The 26th Alberta Legislative Assembly was in session from March 1, 2005, to February 4, 2008, with the membership of the assembly determined by the results of the 2004 Alberta general election held on November 22, 2004. The Legislature officially resumed on March 1, 2005, and continued until the fourth session was prorogued and dissolved on February 4, 2008, prior to the 2008 Alberta general election on March 3, 2008.

Alberta's twenty-sixth government was controlled by the majority Progressive Conservative Association of Alberta, led by Premier Ralph Klein until his resignation on December 24, 2006, after which he was succeeded by Ed Stelmach. The Official Opposition was led by Kevin Taft of the Liberal Party.  The Speaker was Ken Kowalski. In the list below, cabinet members' names are bolded; leaders of official parties are italicized.

This legislature had the distinction of being addressed by Elizabeth II, Queen of Canada, to help celebrate Alberta's centennial.

Party standings after 26th General Elections

 The Alberta Court of Appeal declared Thomas Lukaszuk the victor more than two months after the election.  The election-night vote count had given Chris Kibermanis of the Liberals a five-vote win, but the judicial recount gave Lukaszuk a three-vote margin of victory.
 A party requires four seats to have official party status in the legislature. Parties with fewer than four seats are not entitled to party funding although their members will usually be permitted to sit together in the chamber.

Notable events
 The province's centennial occurred during the 26th Legislature, on September 1, 2005. Earlier that year, on May 24, 2005, Elizabeth II made an official visit to the province in commemoration of the centennial.
 On March 1, 2006, premier Ralph Klein announced a series of controversial health care reforms which involved allowing greater levels of privatization in Alberta's public health care system.

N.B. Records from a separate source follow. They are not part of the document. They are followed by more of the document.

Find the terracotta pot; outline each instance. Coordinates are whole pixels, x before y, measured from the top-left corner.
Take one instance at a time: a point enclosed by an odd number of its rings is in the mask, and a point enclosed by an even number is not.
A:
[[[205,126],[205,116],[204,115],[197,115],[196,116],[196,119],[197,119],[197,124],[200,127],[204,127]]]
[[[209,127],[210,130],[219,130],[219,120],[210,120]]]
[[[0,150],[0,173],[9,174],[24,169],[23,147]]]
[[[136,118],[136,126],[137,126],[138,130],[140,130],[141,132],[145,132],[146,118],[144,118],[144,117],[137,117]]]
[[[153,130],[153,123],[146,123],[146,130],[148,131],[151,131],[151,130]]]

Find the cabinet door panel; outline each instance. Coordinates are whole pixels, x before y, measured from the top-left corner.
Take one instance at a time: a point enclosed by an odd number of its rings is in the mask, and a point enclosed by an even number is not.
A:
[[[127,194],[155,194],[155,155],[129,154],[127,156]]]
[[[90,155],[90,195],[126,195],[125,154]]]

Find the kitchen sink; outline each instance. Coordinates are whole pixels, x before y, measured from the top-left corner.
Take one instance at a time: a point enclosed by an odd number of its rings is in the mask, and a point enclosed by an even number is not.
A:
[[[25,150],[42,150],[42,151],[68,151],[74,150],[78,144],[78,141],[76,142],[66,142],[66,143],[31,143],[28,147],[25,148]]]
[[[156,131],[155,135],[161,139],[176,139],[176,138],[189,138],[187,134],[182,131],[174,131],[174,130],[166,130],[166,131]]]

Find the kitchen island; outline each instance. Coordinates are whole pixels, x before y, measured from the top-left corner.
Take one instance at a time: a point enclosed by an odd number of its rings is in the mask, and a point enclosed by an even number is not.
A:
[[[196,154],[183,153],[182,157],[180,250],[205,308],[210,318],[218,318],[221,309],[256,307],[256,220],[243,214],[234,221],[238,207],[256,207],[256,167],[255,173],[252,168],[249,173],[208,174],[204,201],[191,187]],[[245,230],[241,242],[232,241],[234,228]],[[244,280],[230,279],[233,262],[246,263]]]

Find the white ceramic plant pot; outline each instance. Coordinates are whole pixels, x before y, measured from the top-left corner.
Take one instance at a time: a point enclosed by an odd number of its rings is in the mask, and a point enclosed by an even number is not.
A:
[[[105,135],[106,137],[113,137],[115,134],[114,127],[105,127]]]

Later that day, the premier received significant media attention after throwing a book at a 17-year-old page.
 On March 15, 2006, and throughout the year, the Legislative Assembly celebrated the centennial of the first sitting of the Legislature.
 On April 6, 2006, Ted Morton introduced the controversial Bill 208, Protection of Fundamental Freedoms (Marriage) Statutes Amendment Act, 2006. Critics maintained that the bill removed limitations on free speech where homosexual individuals were concerned, potentially removing recourse for verbal abuse and discrimination. The bill died on the order paper on May 18, 2006.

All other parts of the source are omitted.